I stand there and stare out into the bumper-to-bumper line of parents waiting to pick up their kids and just keep thinking, This has to be a dream . . . tell me this isn’t really happening. But I’m pretty sure it is happening. No, scratch that, I’m positive. First clue? I watch a tall lady with long, wavy fiery-red hair, yoga clothes, and a big beaming smile jump out of a white Volvo, motion to the teacher directing traffic that she’ll only be a second, and walk straight for me. She doesn’t give me any time to duck the hug. She pulls me in and wraps her arms around me tight. It’s awkward, all right—my new face is pressed up against her boobs!
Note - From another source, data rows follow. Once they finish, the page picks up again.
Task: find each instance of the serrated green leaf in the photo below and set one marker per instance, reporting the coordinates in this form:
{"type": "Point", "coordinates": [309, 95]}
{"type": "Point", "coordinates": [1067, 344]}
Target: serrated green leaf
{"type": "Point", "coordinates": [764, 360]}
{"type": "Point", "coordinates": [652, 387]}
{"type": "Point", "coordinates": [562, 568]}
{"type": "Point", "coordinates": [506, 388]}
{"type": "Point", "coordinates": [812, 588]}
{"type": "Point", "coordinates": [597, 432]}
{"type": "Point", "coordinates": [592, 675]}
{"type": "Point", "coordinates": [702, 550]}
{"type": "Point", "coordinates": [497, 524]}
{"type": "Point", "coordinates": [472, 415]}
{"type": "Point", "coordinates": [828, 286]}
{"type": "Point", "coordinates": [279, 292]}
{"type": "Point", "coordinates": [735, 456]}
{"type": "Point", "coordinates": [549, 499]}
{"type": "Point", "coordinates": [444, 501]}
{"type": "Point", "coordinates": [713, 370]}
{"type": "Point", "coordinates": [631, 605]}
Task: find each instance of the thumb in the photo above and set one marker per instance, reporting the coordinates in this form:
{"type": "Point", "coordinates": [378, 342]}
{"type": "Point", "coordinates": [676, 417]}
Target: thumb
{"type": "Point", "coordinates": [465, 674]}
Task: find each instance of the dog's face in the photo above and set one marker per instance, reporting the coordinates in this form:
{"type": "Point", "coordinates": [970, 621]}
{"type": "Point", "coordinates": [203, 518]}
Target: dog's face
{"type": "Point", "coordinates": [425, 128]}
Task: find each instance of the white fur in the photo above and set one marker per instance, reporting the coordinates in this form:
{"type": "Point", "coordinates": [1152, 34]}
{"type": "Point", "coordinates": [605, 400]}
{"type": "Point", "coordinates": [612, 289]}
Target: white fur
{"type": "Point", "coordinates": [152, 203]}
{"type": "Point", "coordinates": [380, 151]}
“Day one is in the books, darling!” she whispers into my ear, and it tickles. “You did it!”
It doesn’t take a rocket scientist to figure out Red Hair with Yoga Pants is Ellie’s mom. First of all, she has milky-white skin and freckles, just like, well—just like Freckles does. Second? She calls me Ellie. Actually, Ellie honey. As in, “Ellie, honey, I have the most amazing surprise for you!” When she talks, her whole face smiles, and she doesn’t just say “amazing,” she says it like this: “Ahhhh-may-ziiiiing!”
Red Hair with Yoga Pants’s eyes are big and bright green, and when she hugs me, she smells really good, like . . . I can’t describe it because, honestly, I haven’t been hugged like that in a really long time. And when she lets go of my new girl arms and my new girl shoulders, she reaches for Ellie’s eight-hundred-pound book bag and carries it for me!